ArndW · Post by **ArndW** » Mon Dec 17, 2007 4:36 am

Load one of the files into a hashed file, the use that hashed file as a reference for the other. If the lookup fails it is a "N"ew one, if it succeeds then it is a "M"odified one.
Capturing deleted records this way is a bit more difficult, you could always load both files into hashed files and do lookups, or combine both files, sort and aggregate. A lot depends upon the sizes of your files.

chulett · Post by **chulett** » Mon Dec 17, 2007 7:34 am

For deletes, just reverse the roles and check again. A hashed file miss would be a deleted record then.

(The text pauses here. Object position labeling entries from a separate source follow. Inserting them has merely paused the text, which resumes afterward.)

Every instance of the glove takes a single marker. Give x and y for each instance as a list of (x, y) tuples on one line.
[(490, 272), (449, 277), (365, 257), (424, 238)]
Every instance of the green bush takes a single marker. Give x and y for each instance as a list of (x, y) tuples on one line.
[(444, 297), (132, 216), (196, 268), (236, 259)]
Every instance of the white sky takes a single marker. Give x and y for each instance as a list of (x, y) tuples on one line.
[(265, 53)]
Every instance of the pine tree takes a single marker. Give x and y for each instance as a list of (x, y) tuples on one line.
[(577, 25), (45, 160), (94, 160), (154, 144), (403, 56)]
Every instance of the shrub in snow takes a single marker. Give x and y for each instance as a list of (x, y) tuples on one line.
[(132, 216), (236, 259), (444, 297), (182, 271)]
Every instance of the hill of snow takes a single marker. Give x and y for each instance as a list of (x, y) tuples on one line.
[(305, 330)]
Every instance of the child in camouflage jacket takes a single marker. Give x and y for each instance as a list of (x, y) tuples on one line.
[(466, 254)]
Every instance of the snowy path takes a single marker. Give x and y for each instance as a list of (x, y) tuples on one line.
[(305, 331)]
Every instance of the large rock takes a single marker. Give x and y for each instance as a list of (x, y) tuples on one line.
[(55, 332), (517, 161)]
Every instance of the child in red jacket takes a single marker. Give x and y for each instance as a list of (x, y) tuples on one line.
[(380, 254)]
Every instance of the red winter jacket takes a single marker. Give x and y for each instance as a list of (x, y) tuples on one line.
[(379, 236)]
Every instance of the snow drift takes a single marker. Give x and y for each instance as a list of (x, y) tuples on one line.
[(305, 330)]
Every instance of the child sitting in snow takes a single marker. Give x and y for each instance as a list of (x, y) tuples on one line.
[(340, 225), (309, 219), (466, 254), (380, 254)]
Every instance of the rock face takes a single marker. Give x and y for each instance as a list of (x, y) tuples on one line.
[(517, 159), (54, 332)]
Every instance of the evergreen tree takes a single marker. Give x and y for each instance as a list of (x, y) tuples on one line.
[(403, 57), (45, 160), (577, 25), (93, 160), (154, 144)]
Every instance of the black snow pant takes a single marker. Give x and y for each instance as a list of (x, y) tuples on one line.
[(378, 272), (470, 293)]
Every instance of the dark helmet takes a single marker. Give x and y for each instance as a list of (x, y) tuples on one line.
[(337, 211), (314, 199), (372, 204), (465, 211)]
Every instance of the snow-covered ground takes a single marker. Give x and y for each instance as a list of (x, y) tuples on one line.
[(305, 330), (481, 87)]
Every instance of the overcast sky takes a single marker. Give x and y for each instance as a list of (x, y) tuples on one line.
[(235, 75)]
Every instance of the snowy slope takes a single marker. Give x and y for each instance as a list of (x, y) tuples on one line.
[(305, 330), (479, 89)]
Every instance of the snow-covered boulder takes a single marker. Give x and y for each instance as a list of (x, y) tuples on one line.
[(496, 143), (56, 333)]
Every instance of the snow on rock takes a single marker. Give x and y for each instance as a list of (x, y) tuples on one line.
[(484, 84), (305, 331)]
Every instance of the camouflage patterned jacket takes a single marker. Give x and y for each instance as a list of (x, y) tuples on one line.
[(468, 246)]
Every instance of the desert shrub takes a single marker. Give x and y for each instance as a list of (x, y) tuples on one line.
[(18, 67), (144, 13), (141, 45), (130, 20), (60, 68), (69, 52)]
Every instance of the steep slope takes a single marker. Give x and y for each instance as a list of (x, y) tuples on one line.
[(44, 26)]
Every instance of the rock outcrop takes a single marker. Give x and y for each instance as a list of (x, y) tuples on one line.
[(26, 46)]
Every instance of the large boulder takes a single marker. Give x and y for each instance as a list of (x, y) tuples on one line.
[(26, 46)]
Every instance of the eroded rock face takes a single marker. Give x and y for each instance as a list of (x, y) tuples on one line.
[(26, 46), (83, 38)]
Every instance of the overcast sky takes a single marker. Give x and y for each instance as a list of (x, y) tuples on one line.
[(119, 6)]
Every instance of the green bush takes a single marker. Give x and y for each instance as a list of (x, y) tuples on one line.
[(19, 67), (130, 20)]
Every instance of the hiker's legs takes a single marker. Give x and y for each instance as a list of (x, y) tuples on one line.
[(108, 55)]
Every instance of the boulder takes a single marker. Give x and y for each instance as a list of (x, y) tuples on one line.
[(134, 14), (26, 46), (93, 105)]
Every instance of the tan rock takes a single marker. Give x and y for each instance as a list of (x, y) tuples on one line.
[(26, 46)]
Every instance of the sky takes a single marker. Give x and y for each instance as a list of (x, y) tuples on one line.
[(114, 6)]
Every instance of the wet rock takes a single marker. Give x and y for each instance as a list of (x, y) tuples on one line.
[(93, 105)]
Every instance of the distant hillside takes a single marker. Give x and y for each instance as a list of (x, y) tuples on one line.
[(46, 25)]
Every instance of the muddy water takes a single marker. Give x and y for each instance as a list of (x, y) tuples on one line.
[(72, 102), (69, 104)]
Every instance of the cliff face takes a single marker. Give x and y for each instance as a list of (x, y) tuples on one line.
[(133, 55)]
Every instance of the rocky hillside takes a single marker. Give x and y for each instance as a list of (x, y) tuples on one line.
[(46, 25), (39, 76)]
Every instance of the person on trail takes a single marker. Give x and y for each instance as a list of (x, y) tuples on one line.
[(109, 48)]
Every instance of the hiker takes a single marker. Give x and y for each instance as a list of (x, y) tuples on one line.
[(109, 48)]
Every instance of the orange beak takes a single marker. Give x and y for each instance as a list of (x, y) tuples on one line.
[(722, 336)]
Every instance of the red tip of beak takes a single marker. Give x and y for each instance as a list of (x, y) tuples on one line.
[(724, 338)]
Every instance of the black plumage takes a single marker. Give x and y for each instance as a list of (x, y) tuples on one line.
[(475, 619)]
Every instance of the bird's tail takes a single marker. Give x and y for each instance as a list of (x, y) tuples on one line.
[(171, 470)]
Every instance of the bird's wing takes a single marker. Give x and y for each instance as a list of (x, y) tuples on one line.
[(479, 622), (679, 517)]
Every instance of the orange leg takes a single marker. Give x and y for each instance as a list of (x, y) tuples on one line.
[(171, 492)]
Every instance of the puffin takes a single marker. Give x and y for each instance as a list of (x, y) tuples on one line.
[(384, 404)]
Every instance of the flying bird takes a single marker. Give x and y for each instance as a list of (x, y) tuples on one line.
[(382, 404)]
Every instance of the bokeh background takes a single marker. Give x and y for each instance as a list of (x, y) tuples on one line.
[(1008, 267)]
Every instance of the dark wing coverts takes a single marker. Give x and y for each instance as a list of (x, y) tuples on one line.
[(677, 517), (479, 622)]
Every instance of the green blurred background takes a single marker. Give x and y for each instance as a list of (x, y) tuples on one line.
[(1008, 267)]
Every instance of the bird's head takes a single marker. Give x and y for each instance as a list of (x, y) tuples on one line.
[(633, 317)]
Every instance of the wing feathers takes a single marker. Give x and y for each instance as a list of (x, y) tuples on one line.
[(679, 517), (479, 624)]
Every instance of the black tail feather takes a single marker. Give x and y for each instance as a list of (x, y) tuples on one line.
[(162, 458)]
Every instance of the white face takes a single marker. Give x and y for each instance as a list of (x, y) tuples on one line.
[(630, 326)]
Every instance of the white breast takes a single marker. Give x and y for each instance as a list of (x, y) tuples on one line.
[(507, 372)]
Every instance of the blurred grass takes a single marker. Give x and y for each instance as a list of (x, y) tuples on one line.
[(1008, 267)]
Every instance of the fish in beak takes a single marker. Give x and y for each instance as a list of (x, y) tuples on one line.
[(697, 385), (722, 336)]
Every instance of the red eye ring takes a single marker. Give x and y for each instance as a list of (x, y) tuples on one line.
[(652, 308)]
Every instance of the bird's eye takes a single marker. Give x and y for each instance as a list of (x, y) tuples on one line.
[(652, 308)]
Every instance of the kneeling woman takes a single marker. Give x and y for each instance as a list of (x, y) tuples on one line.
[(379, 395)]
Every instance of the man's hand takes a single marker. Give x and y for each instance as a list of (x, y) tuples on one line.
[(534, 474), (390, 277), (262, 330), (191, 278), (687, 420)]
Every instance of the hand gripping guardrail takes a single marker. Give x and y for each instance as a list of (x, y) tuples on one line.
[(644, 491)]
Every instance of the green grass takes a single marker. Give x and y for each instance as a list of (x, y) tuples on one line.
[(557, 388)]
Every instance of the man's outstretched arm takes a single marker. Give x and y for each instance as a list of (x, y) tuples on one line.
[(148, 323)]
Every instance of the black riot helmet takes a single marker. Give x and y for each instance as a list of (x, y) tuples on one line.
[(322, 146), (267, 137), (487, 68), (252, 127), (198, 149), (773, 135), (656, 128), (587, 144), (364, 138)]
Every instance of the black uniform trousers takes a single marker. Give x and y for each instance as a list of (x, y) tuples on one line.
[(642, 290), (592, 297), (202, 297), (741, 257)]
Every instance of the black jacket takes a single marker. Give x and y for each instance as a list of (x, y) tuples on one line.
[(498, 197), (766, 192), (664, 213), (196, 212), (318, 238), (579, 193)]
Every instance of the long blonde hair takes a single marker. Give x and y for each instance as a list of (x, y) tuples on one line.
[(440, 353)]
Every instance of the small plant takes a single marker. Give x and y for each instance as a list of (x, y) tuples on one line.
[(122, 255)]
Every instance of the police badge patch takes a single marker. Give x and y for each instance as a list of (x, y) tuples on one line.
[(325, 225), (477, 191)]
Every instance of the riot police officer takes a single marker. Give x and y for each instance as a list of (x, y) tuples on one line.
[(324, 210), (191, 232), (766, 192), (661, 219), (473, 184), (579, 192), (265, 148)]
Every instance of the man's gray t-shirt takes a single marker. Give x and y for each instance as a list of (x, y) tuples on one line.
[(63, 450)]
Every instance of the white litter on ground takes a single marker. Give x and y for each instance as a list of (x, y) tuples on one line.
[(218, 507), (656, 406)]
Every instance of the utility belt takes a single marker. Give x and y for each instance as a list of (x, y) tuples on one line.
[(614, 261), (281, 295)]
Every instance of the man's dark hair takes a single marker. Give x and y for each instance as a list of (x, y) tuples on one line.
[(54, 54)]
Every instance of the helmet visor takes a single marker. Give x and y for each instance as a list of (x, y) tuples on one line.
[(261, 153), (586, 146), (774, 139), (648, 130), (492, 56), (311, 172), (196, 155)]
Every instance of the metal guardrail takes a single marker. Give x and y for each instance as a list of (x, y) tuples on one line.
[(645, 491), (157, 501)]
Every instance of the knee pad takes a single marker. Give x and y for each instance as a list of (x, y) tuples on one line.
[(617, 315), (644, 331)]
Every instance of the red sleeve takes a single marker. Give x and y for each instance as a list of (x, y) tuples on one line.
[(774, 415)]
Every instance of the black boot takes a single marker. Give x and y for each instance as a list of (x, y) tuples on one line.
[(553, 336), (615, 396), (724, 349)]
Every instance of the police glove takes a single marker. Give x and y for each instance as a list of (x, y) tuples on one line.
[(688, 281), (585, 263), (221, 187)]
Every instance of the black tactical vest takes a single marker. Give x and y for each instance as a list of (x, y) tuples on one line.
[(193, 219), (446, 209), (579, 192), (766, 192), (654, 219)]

jdmiceli · Post by **jdmiceli** » Mon Dec 17, 2007 4:11 pm

Depending on how much data is involved with each row in the sequential files, follow Arnd's suggestion about using the hashed file, but only put the PK fields in there, this will make your hashed file smaller and possibly speed things up as well. Once again, this depends on the amount of data you are dealing with. Just a slight modification to his suggestion.

Hope that helps!

jdmiceli · Post by **jdmiceli** » Mon Dec 17, 2007 4:12 pm

Depending on how much data is involved with each row in the sequential files, follow Arnd's suggestion about using the hashed file, but only put the PK fields in there, this will make your hashed file smaller and possibly speed things up as well. Once again, this depends on the amount of data you are dealing with. Just a slight modification to his suggestion.

Hope that helps!